Centralized Deadlock Detection
As a first attempt, we can use a centralized deadlock detection algorithm and try to imitate the nondistributed algorithm. Although each machine maintains the resource graph for its own processes and resources, a central coordinator maintains the resource graph for the entire system (the union of all the individual graphs). When the coordinator detects a cycle, it kills off one process to break the deadlock.
Unlike the centralized case, where all the information is automatically available in the right place, in a distributed system it has to be sent there explicitly. Each machine maintains the graph for its own processes and resources. Several possibilities exist for getting it there. First, whenever an arc is added or deleted from the resource graph, a message can be sent to the coordinator providing the update. Second, periodically, every process can send a list of arcs added or deleted since the previous update. This method requires fewer messages than the first one. Third, the coordinator can ask for information when it needs it.

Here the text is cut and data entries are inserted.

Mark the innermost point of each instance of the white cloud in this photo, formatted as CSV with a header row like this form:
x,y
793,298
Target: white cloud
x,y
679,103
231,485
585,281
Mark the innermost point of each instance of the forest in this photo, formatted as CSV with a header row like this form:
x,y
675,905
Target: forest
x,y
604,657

Fig. 3-23. (a) Initial resource graph for machine 0. (b) Initial resource graph for machine 1. (c) The coordinator's view of the world. (d) The situation after the delayed message.
Unfortunately, none of these methods work well. Consider a system with processes A and B running on machine 0, and process C running on machine 1. Three resources exist: R, S, and T. Initially, the situation is as shown in Fig. 3-23(a) and (b): A holds S but wants R, which it cannot have because B is using it; C has T and wants S, too. The coordinator's view of the world is shown in Fig. 3-23(c). This configuration is safe. As soon as B finishes, A can get R and finish, releasing S for C.
After a while, B releases R and asks for T, a perfectly legal and safe swap. Machine 0 sends a message to the coordinator announcing the release of R, and machine 1 sends a message to the coordinator announcing the fact that B is now waiting for its resource, T. Unfortunately, the message from machine 1 arrives first, leading the coordinator to construct the graph of Fig. 3-23(d). The coordinator incorrectly concludes that a deadlock exists and kills some process. Such a situation is called a false deadlock. Many deadlock algorithms in distributed systems produce false deadlocks like this due to incomplete or delayed information.
One possible way out might be to use Lamport's algorithm to provide global time. Since the message from machine 1 to the coordinator is triggered by the request from machine 0, the message from machine 1 to the coordinator will indeed have a later timestamp than the message from machine 0 to the coordinator. When the coordinator gets the message from machine 1 that leads it to suspect deadlock, it could send a message to every machine in the system saying: "I just received a message with timestamp T which leads to deadlock. If anyone has a message for me with an earlier timestamp, please send it immediately." When every machine has replied, positively or negatively, the coordinator will see that the arc from R to B has vanished, so the system is still safe. Although this method eliminates the false deadlock, it requires global time and is expensive. Furthermore, other situations exist where eliminating false deadlock is much harder.